On top of all these pairs, the average person has to deal with neighbors, co-workers, in-laws, acquaintances, friends of friends whose names you should know but don’t and those people who just grate on your nerves.

More daunting than the number of relationships one must juggle is the frequency with which they change. With new classes come new classmates; with new jobs come new bosses. Boyfriends come and go and professors change every semester.

Even if the people in your life stay the same, there’s no guarantee your relationship with them is secure.

In my experience, there are three main saboteurs of relationships.

The first (and what generally gets me) is language. Words taken out of context or blown out of proportion ruin friendships 10 times faster than they are formed. Though I have gotten better as I’ve gotten older, I still get myself in trouble with what I say. It is incredibly easy to underestimate the impact careless talking can have. I have been learning this lesson the hard way since middle school, but it is still incredibly easy to assume you are on strong enough ground to crack the joke that ends the friendship.

The second divider is the introduction of new relationships. A new boyfriend sucks away all the attention you used to get. Some random girl in your best friend’s economic class suggests a study date and all of a sudden they’re besties.

When I left for college, I knew friendships would change, but it’s still almost uncomfortable to watch your former best friends form entirely new lives in which you have no part. It’s even more frustrating to fight to make new bonds in college, then watch them melt away when you move out of the dorms, or join a different sorority than your roommate.

The third saboteur is perhaps the most insidious. It happens with the people you actually intended to stay close to. At first you talk on the phone, text pretty frequently, and see each other whenever you’re in the same town. As time goes on though, the phone calls stop, the texts become increasingly infrequent and hanging out in person would probably be awkward. Every once in a while something will happen that makes you think of the long-lost friend, and you might even venture a text, but the relationship is so far gone it can probably never be revived.

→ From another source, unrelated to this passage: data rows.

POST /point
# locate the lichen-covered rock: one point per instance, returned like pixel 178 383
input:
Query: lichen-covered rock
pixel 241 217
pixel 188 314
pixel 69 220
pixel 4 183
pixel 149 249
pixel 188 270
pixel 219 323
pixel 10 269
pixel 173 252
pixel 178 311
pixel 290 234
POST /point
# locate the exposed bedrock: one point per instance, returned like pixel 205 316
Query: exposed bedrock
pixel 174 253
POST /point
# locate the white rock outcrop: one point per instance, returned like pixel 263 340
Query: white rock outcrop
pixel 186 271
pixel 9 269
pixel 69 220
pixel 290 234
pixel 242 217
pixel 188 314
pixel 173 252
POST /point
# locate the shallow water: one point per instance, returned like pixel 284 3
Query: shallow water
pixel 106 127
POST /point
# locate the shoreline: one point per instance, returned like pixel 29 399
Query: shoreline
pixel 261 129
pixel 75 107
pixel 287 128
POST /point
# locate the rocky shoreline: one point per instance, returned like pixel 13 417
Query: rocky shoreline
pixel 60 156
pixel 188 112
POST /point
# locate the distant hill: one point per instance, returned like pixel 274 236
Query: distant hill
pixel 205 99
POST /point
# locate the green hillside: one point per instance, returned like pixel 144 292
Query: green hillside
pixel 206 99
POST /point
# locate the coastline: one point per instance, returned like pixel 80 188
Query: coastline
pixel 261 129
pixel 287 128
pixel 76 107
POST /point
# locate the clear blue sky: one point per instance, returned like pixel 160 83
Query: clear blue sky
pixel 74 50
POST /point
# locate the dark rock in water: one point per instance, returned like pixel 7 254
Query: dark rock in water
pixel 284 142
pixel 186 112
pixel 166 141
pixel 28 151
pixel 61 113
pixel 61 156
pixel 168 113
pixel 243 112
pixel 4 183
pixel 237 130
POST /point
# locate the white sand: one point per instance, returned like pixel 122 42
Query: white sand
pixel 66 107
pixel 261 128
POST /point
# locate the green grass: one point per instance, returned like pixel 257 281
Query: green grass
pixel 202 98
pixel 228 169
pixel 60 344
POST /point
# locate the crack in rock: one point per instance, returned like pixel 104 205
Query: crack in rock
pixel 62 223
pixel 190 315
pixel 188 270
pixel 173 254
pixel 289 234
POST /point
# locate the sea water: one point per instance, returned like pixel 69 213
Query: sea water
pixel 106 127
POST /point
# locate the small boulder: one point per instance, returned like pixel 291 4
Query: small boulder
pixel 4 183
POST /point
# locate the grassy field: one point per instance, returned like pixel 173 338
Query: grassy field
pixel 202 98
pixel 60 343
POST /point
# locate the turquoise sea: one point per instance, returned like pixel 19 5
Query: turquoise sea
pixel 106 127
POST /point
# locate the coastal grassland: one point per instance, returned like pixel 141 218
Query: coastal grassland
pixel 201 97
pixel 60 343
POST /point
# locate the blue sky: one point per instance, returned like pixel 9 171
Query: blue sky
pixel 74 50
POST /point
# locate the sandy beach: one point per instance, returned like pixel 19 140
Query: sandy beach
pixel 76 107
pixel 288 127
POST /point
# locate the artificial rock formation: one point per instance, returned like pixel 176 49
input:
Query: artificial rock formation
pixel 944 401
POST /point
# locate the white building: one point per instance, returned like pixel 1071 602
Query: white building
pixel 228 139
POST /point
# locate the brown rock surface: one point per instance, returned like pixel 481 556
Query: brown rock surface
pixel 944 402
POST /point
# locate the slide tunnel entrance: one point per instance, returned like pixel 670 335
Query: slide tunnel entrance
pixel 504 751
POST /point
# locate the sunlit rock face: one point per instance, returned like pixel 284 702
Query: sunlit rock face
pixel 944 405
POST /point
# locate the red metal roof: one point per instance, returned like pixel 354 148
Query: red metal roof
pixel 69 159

Even more deadly than these three processes is their combination.

A misplaced word coupled with a reduction in communication invariably leads to the loss of a friend. A friend with a new relationship might be especially sensitive to comments about her new boo. In a world increasingly ruled by “social” media, it seems harder than ever to maintain true friendships.

So despite the danger of being the pot that called the kettle black, I encourage you to force a censor between your mind and mouth. Don’t forget what it feels like to be in the throes of a new relationship, and forgive your friends who forget you exist for those two weeks.

Most importantly, no matter how busy you get, remember those friends that have always been there for you. Texts are easy to send, and maintaining relationships is markedly easier than rebuilding or forging new ones.

Amy Heard is a junior English major from San Antonio.